The association of different B27 subtypes with the peptide loading complex
© BioMed Central Ltd 2005
Received: 11 January 2005
Published: 17 February 2005
The molecular basis for the strong association of HLA-B27 with ankylosing spondylitis (AS) has not been elucidated. A number of B27 alleles including B*2704 and B*2705 are associated with increased susceptibility to AS; in contrast, the alleles B*2706 and B*2709 are not associated with AS. These alleles differ in amino acid regions that have been shown to influence the interaction with tapasin, an accessory molecule that plays a critical role in incorporating HLA class I into the peptide loading complex (PLC). Our aim was to determine whether B27 subtypes differ in their association with the PLC.

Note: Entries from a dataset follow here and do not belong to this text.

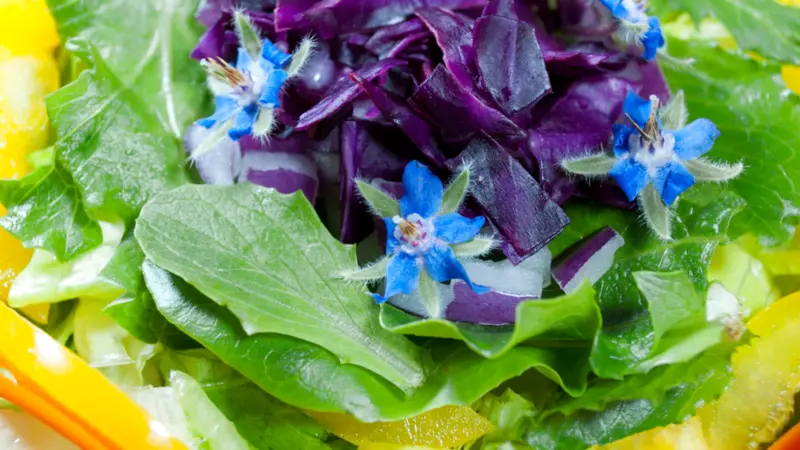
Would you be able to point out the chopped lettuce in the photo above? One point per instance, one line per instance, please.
(47, 280)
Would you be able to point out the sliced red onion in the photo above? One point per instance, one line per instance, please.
(510, 285)
(589, 259)
(222, 164)
(285, 172)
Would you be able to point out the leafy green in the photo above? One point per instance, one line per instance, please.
(700, 224)
(114, 149)
(571, 320)
(758, 119)
(108, 347)
(46, 280)
(268, 258)
(611, 410)
(264, 421)
(763, 26)
(145, 45)
(679, 319)
(205, 420)
(45, 211)
(307, 376)
(135, 310)
(111, 143)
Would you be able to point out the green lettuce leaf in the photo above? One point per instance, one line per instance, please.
(145, 45)
(758, 120)
(45, 210)
(628, 335)
(135, 310)
(307, 376)
(112, 144)
(612, 410)
(117, 124)
(763, 26)
(205, 420)
(680, 329)
(108, 347)
(47, 280)
(550, 325)
(264, 421)
(268, 258)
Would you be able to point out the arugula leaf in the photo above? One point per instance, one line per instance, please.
(700, 225)
(763, 26)
(114, 148)
(678, 314)
(145, 45)
(758, 119)
(135, 311)
(268, 258)
(571, 320)
(45, 211)
(307, 376)
(612, 410)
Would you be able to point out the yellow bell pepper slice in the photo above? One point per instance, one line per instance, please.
(758, 402)
(58, 387)
(445, 427)
(26, 27)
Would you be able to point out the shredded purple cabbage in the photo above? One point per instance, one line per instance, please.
(509, 86)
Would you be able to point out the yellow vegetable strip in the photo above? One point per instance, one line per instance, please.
(79, 396)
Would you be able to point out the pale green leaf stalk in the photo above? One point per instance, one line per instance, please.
(428, 291)
(455, 193)
(248, 36)
(380, 203)
(656, 213)
(479, 246)
(371, 272)
(593, 165)
(705, 170)
(218, 134)
(674, 115)
(265, 123)
(301, 56)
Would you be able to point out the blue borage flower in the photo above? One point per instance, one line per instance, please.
(418, 236)
(648, 153)
(657, 156)
(422, 231)
(635, 22)
(247, 93)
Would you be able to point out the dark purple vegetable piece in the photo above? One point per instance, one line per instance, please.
(458, 113)
(589, 259)
(343, 92)
(364, 155)
(385, 38)
(332, 17)
(575, 123)
(405, 118)
(492, 308)
(284, 172)
(510, 63)
(453, 33)
(510, 197)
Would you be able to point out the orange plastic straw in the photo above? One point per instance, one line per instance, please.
(60, 389)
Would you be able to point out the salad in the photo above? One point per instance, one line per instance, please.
(416, 224)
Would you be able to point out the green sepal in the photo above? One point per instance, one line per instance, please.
(656, 212)
(248, 36)
(455, 193)
(380, 203)
(590, 165)
(705, 170)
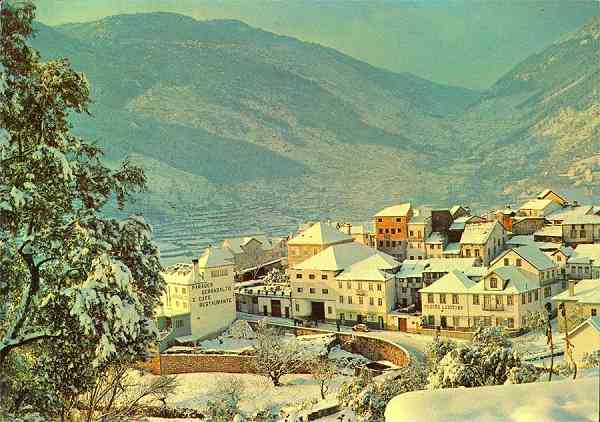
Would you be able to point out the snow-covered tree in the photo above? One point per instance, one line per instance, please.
(539, 323)
(323, 371)
(277, 356)
(488, 360)
(276, 276)
(368, 396)
(77, 289)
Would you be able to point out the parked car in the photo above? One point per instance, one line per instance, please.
(360, 327)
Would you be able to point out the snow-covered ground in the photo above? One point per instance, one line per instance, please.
(195, 390)
(563, 401)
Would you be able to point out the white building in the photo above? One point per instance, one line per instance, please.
(204, 290)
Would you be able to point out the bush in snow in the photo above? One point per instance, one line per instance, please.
(368, 397)
(488, 360)
(276, 276)
(277, 356)
(77, 289)
(240, 329)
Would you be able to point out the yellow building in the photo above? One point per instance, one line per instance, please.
(349, 282)
(313, 240)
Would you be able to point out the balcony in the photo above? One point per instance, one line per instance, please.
(493, 307)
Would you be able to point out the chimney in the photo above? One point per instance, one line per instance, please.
(195, 269)
(571, 288)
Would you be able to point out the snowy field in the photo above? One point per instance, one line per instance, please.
(195, 390)
(563, 401)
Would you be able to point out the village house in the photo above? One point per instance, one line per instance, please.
(253, 252)
(434, 245)
(505, 296)
(534, 261)
(274, 300)
(391, 225)
(549, 194)
(584, 262)
(585, 338)
(538, 208)
(313, 240)
(581, 229)
(414, 275)
(200, 295)
(349, 282)
(483, 241)
(419, 228)
(580, 301)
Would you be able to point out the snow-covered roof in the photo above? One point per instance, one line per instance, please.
(585, 291)
(531, 254)
(520, 240)
(537, 204)
(515, 279)
(412, 268)
(367, 269)
(570, 212)
(478, 233)
(436, 237)
(586, 253)
(395, 211)
(552, 230)
(583, 219)
(215, 257)
(320, 234)
(559, 401)
(453, 282)
(343, 255)
(593, 322)
(452, 249)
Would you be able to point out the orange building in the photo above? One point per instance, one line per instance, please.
(391, 229)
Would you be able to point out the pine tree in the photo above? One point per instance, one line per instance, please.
(77, 289)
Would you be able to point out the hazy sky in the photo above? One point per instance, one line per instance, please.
(462, 42)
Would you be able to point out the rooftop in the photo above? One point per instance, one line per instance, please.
(478, 233)
(320, 234)
(453, 282)
(585, 291)
(395, 211)
(343, 255)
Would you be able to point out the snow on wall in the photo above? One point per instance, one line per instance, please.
(561, 401)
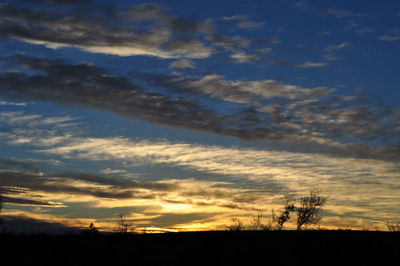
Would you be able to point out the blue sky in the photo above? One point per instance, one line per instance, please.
(184, 114)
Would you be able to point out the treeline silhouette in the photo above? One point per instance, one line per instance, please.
(261, 243)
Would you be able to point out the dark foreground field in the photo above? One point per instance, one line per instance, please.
(205, 248)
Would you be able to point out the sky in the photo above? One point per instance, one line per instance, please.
(182, 114)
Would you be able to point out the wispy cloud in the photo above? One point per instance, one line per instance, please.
(390, 36)
(243, 22)
(246, 180)
(242, 57)
(340, 13)
(59, 28)
(307, 64)
(339, 46)
(5, 103)
(313, 117)
(182, 64)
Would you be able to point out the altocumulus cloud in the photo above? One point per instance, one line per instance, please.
(243, 180)
(313, 117)
(118, 32)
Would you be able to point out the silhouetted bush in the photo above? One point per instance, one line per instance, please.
(284, 215)
(310, 209)
(393, 227)
(123, 225)
(236, 225)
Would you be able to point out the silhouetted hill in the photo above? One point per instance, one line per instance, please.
(205, 248)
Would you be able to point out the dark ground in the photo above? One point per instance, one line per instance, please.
(205, 248)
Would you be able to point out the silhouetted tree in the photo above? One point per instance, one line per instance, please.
(256, 222)
(393, 227)
(123, 225)
(310, 209)
(1, 206)
(91, 230)
(236, 225)
(284, 215)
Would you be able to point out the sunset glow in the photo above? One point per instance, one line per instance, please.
(181, 115)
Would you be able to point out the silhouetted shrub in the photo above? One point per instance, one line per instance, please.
(236, 225)
(310, 209)
(123, 225)
(284, 216)
(393, 227)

The .221 line that is negative for HLA class I alleles A, B and C was transfected with B*2704, 05, 06 and 09 expression constructs, and stable long-term transfectants with equivalent HLA-B27 expression were selected. The PLC was immunoprecipitated using the anti-TAP antibody 148.3 (provided by R Tampe) and magnetic anti-immunoglobulin microbeads. Non-specific binding of HLA class I was determined by immunoprecipitation with an isotype control mAb. Following reducing SDS-PAGE and western blotting of the eluted proteins, the co-precipitation of HLA-B27 was detected by probing the immunoblots with the anti-HLA class I mAb, HC10, followed by HRP-linked secondary antibodies and visualized using electro-chemiluminescence. Detection of TAP and tapasin was achieved by stripping bound mAbs and reprobing the immunoblots with RING4C (provided by P Cress-well) or 'Giles' (provided by T Elliott) polyclonal antisera, respectively.
Only HLA-B*2704, 05 and 09 were found to be readily detectable above background on the immunoblot; suggesting that they were co-precipitated by the anti TAP mAb and therefore incorporated into the PLC. Despite expressing equivalent quantities of HLA class I heavy chain to the other B27 subypes, HLA-B*2706 was unique in that it was not detectable above background levels. The inability to detect B*2706 was not due to different efficiencies in immunoprecipitation of the PLC since equivalent quantities of TAP and tapasin were immunoprecipitated from the cell lysates of all B27 subtypes.
We have shown that B*2706 differs from the other B27 subtypes in that it cannot be detected within the PLC. B*2706 differs from B*2704 at amino acid positions 114 and 116, and we suggest that these amino acid differences confer the PLC independence of this allele. PLC independence may play a role in contributing protection from arthritis by a number of potential mechanisms such as conferring an inability to bind an athritogenic peptide that is only efficiently bound in the context of the PLC. Alternatively, lack of association with the PLC could also modify an event downstream of peptide loading that may protect from disease susceptibility.